Bagi sastrawan sekaliber I Wayan Jengki Sunarta, karya adalah keharusan sekaligus jati diri. Tidak hanya melahirkan karya berbentuk puisi, sastrawan kelahiran Denpasar, 22 Juni 1975 yang biasa dipanggil Jengki juga menulis prosa, cerpen ,esai, ulasan dan berbagai tulisan yang dimuat di berbagai media. Jengki dinilai cukup aktif menelorkan karya, sejumlah buku sudah diluncurkan antara lain Pada Lingkar Putingmu (buku pop, 2005), Impian Usai (Kubu Sastra, 2007), Malam Cinta (buku pop, 2007), Pekarangan Tubuhku (Bejana, Bandung, 2010). Hasil karya berupa cerpen tak kalah banyak dengan judul yang sangat menarik, Cakra Punarbhawa (Gramedia, 2005), Purnama di Atas Pura (Grasindo, 2005), Perempuan yang Mengawini Keris (Jalasutra, 2011). Pada 2015 lalu, Jengki merilis novel berjudul ‘Magening’ (Kakilangit Kencana, Jakarta). Sejumlah karya bahkan menyabet berbagai penghargaan seperti Krakatau Award 2002 dari Dewan Kesenian Lampung, Cerpen Pilihan Kompas 2004, Cerpen Terbaik Kompas 2004 versi Sastrawan Yogyakarta, Nominator Lomba Naskah Monolog Anti Budaya Korupsi se-Indonesia 2004, Nominator Anugerah Sastra Majalah Horison 2004, Penghargaan Widya Pataka dari Gubernur Bali pada 2007.

Jengki tercatat berkeseian secara aktif di Jatijagat Kampung Puisi (JKP), sebuah komunitas berkesenian di Denpasar. Tahun ini ia berencana meluncurkan sebuah buku yang memuat kumpulan puisi berjudul ‘Montase’. Buku ini juga memuat kritik pedas terkait reklamasi teluk benoa lewat puisi ‘Teluk Benoa’.

“Montase adalah buku kumpulan puisi saya yang kelima setelah karya sebelumnya. Montase menghimpun 55 puisi yang saya pilih dari masa penciptaan tahun 2010 hingga 2016 dan belum pernah dibukukan secara utuh. Namun, tentu saya tidak akan berhenti sampai di sini. Pada suatu waktu nanti akan kembali lahir buku puisi yang membuat saya semakin merasa bermakna menjalani kehidupan,” terang Jengki, Selasa (30/8).
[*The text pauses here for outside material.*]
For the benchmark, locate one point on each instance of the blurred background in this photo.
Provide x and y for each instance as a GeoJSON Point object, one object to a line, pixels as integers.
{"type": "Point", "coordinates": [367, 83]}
“Setiap puisi memiliki sumber ilhamnya sendiri, kebanyakan ketika mengunjungi suatu tempat atau daerah dalam perjalanan, lalu lahirlah puisi. Juga ilham dari situasi kondisi tanah air kita, dan juga banyak persoalan sosial budaya di Bali, seperti kasus Teluk Benoa, dan sebagainya,” imbuh alumnus yang sempat mengenyam pendidikan di Fakultas Sastra Udayana dan ISI Denpasar ini.

Meski mendapat sambutan dari masyarakat, menurutnya menerbitkan buku puisi tidak mudah, perlu disubsidi dan banyak yang memodali sendiri penerbitannya. Seorang sastrawan bahkan harus menerbitkan buku dengan modal sendiri atau dari sponsor/donator termasuk mendistribusikan sendiri. Jengki lewat karya puisi Napak Pertiwi berkolaborasi dengan perupa Putu Bonuz. Puisi ini memberi gambaran alam Nusa Penida yang kental dengan vibrasi spiritual. Jengki berharap, masyarakat menghargai karya para seniman sebagai bentuk apresiasi.